Fluctuations in demand are also being seen in other related sectors of the Paris economy, such as the airline industry. While some airlines are predicting lower third-quarter revenues due to fewer passengers travelling to Paris this summer, the latest data from Visa shows that bookings for flights to Paris in the pre-Olympic period are up 39% compared to the same period last year.
Tourists walk past a banner featuring the Paris 2024 logo before the start of the Paris 2024 Olympic and Paralympic Games in Paris, France, on June 17, 2024.
Chess knot
The city's small businesses are also benefiting: A Visa study found that sales from small business cardholders increased 26 percent over the first weekend of the Olympics compared to last year.
While the long-term economic impact of the Paris Olympics is still unclear, Donovan predicted that “on balance, it will probably be positive,” citing past Olympics that experienced tourism booms, such as the Barcelona Olympics in 1992. “If it works, there could be an economic boost,” he said, noting that the Summer Olympics generally tend to draw more spectators than the Winter Olympics.
A recent study by the Center for Sports Law and Economics said the Paris 2024 Games could generate as much as $12 billion (€11.1 billion) in long-term economic benefits, and the International Olympic Committee said the next two Summer Olympics could generate even more value.
“We see the economic impact of the Olympics as very significant,” said Christophe Dubi, executive director of the Olympic Games. “It's an injection of resources into the local economy that will have a huge impact now and into the future.”
Victor Matheson, an economist and professor at the College of the Holy Cross, said the IOC's Agenda 2020 reforms are helping make the Olympic and Paralympic Games more economically sustainable.

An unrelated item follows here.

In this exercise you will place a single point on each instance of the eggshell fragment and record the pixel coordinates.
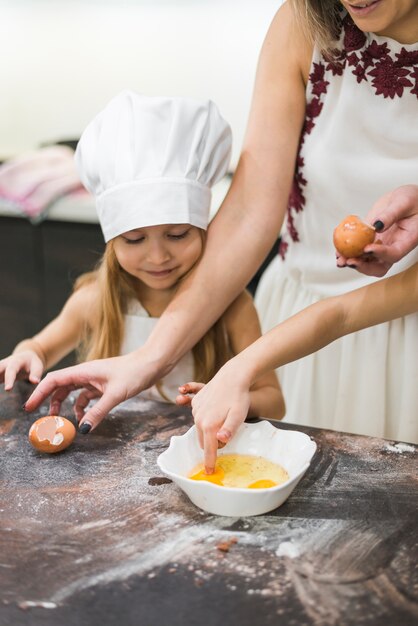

These will be the first Summer Olympics since Sydney in 2000 that are expected to cost less than $10 billion. Costs will be saved by using 95 percent of venues as existing or temporary, a strategy that Matheson said could be a “turning point” for the Olympic movement.
“The IOC has given the go-ahead to host an Olympics in Paris that doesn't involve building billion-dollar monuments to the Olympics and plating everything in gold,” he said. “The IOC doesn't seem to be pushing for that sort of thing, which could drive up costs very quickly.”
Disclosure: CNBC's parent company, NBCUniversal, owns NBC Sports and NBC Olympics, which holds the U.S. broadcast rights to all Summer and Winter Olympic Games through 2032.